Speaker: Dr. Scott Atran (University of Michigan)
Date: 12 September 2023
Speaker Session Summary
What drives warfighters to make costly sacrifices—including their lives—is a long-standing question that military and civilian leaders have tried to answer. Dr. Atran explained that this question can be studied through two different psychological models: 1) rational choice theory and 2) the devoted actor model. He argued that the devoted actor model is most suitable when assessing why people are willing to make costly sacrifices. When fighters decide that they are ready to freely give their lives, it is rarely a rational decision. Instead, it is a result of their devotion to the values that they hold most sacred. Understanding an individual’s sacred values is contingent on many factors, including how fused that individual’s identity is to that of a group. Individuals whose identities are completely fused with that of a single group are the most likely to give their lives in support of that group’s values.

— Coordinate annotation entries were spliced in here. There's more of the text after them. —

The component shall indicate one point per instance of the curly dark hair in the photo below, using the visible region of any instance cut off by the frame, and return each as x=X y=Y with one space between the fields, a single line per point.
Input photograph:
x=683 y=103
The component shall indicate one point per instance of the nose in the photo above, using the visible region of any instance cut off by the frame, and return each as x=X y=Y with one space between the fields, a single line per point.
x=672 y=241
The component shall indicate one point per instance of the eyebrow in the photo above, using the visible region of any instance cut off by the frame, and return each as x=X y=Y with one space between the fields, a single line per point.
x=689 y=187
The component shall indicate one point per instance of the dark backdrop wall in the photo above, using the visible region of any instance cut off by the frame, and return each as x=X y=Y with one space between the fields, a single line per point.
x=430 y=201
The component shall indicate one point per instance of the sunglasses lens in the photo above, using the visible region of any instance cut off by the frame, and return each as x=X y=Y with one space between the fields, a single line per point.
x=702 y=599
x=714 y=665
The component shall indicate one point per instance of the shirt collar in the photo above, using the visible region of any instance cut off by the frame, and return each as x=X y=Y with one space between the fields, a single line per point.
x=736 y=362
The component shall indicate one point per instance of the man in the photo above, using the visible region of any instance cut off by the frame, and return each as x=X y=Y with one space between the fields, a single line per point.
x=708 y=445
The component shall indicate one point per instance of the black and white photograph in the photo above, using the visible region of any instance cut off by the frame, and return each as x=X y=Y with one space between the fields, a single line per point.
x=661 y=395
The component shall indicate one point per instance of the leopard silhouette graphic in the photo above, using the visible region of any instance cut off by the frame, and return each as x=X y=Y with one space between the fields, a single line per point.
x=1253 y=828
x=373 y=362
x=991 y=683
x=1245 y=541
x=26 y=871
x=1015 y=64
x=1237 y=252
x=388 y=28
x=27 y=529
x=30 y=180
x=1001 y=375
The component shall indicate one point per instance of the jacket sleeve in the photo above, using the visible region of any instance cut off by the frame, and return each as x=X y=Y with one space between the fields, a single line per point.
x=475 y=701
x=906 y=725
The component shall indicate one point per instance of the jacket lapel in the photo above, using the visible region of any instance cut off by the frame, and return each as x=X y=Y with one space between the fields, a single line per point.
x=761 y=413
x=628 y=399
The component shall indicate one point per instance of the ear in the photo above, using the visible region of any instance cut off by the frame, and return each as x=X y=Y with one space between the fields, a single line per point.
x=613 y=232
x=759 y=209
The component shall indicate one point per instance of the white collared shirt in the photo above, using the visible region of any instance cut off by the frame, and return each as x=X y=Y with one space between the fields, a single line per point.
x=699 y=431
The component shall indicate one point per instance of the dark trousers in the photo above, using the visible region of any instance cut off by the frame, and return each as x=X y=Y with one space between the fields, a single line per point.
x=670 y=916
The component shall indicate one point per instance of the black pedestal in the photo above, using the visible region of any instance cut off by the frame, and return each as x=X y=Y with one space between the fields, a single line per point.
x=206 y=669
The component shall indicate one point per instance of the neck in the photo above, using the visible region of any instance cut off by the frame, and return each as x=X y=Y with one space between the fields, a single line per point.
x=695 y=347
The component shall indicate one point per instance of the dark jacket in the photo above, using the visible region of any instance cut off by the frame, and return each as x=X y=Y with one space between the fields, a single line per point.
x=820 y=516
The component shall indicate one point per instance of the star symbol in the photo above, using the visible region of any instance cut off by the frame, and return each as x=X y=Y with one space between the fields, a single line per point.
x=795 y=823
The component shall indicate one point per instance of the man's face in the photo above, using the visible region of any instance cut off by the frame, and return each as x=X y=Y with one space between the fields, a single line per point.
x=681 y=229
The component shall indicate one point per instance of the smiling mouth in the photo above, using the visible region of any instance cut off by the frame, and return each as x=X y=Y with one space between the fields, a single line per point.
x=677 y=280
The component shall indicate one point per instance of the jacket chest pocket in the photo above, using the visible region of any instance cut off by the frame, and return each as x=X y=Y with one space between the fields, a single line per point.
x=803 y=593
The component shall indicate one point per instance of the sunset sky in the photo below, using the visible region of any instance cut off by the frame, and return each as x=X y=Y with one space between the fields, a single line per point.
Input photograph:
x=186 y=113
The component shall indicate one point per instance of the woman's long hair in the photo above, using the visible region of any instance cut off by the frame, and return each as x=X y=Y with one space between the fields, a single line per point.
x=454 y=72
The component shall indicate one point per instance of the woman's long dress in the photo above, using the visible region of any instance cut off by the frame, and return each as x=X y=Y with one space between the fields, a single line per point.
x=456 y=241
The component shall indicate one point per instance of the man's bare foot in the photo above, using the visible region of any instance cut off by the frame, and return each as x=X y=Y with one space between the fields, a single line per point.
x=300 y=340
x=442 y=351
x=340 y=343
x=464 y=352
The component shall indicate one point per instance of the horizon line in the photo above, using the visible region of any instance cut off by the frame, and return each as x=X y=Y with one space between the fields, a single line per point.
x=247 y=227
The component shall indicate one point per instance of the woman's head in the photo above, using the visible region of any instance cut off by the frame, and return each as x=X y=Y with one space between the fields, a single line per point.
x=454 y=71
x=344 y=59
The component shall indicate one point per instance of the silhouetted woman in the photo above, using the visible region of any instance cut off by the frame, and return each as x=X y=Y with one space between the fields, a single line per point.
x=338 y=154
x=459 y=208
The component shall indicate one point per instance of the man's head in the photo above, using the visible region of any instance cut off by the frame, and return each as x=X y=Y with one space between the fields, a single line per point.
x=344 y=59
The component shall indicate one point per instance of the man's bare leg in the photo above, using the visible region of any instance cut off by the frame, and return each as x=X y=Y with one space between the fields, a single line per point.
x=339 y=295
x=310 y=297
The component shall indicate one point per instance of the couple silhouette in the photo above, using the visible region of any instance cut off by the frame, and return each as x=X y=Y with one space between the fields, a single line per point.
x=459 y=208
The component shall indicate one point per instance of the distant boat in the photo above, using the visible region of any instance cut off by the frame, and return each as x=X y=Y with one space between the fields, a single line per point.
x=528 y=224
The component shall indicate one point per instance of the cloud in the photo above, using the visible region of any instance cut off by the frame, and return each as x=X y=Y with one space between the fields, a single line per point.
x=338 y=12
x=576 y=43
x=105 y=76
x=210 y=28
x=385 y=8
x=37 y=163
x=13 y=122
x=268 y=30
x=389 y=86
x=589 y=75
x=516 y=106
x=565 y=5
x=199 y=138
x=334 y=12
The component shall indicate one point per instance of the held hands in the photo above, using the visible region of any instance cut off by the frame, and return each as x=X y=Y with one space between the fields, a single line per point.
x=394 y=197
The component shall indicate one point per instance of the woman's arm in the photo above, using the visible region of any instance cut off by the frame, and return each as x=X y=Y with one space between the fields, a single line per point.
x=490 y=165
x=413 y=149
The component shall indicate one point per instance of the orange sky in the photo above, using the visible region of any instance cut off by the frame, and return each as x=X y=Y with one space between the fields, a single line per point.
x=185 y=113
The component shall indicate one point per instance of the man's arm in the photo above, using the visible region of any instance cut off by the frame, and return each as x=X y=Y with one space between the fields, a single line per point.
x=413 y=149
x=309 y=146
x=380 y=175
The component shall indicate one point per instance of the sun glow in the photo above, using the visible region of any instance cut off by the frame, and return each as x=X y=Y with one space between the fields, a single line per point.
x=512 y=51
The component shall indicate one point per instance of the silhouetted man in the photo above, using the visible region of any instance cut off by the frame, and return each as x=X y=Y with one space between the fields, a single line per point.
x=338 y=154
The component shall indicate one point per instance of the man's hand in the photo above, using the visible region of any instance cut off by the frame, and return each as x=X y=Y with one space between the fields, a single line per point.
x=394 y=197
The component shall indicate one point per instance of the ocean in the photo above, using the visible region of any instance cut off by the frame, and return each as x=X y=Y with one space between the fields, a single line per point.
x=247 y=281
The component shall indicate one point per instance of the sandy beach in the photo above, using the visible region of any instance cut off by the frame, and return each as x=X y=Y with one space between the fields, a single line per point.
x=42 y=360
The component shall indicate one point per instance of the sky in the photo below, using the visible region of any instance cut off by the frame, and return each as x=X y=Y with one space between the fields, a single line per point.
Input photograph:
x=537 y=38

Dr. Atran used several methods to collect data on and study warfighters, refugees, and terrorists in his research. These methods include random surveys, field studies, and laboratory studies. The findings from the surveys were backed by neural scans administered while conducting some of the interviews. Dr. Atran observed that the brain activity during these scans vastly increased when subjects discussed values that they personally considered to be sacred. Dr. Atran emphasized that members whose identities are completely fused with that of their organization were also much less likely to change their beliefs. This finding was apparent when studying prisoners who were members of a jihadi group when compared to prisoners who were ordinary members of society. Those who were members of a jihadi group prior to their incarceration rarely changed their worldviews and beliefs, while other prisoners regularly experienced large changes in their belief systems while being incarcerated. Dr. Atran also highlighted what he believed to be a miscalculation of the will to fight in US fighters versus that of jihadists. US fighters’ and fighters from other Western countries’ will to fight are directly influenced by firepower and manpower. Most military leaders assume that this is true for all militaries; however, members of ISIL and other highly religious military organizations often believe that fighters’ spiritual formability is more important during a fight than that military’s firepower. Ultimately, fusion with the identity of a group, trust in leadership, spiritual formidability, and trust in the group were found to increase fighters’ willingness to make costly sacrifices, including their own and their family’s lives.
Speaker Session Recording
Briefing Materials:
Recommended Reading:
https://www.pnas.org/doi/10.1073/pnas.2303614120
Biography: Dr. Scott Atran is an anthropologist known for his work on the importance of “devoted actors” in cultural, political, and religious conflicts, and for studies on indigenous environmental management and the transcultural cognitive foundations of biological classification. He received a BA from Columbia College, MA from Johns Hopkins, and a PhD in anthropology from Columbia University after time spent as a Fulbright Scholar in the Middle East and a researcher at the Muséum national d’Histoire naturelle in Paris. Atran is co-founder and science director at Artis International, a research institute conducting field studies in distressed world regions and developing online tools for managing socio-political conflict and competition. He is co-founder of the Centre for the Resolution of Intractable Conflict and Research Fellow for the Changing Character of War Centre at Oxford University; Research Professor at the University of Michigan’s Ford School of Public Policy and Institute for Social Research; and Emeritus Research Director in Anthropology at France’s National Center for Scientific Research (CNRS). He has advised and addressed the UN Security Council on issues of “Youth, Peace, and Security” and is a member of the National Academy of Sciences. Dr. Atran’s books include Talking to the Enemy, Cognitive Foundations of Natural History: Towards an Anthropology of Science, In Gods We Trust: The Evolutionary Landscape of Religion, and The Native Mind: Cognition and Culture in Human Knowledge of Nature (co-authored with Douglas Medin).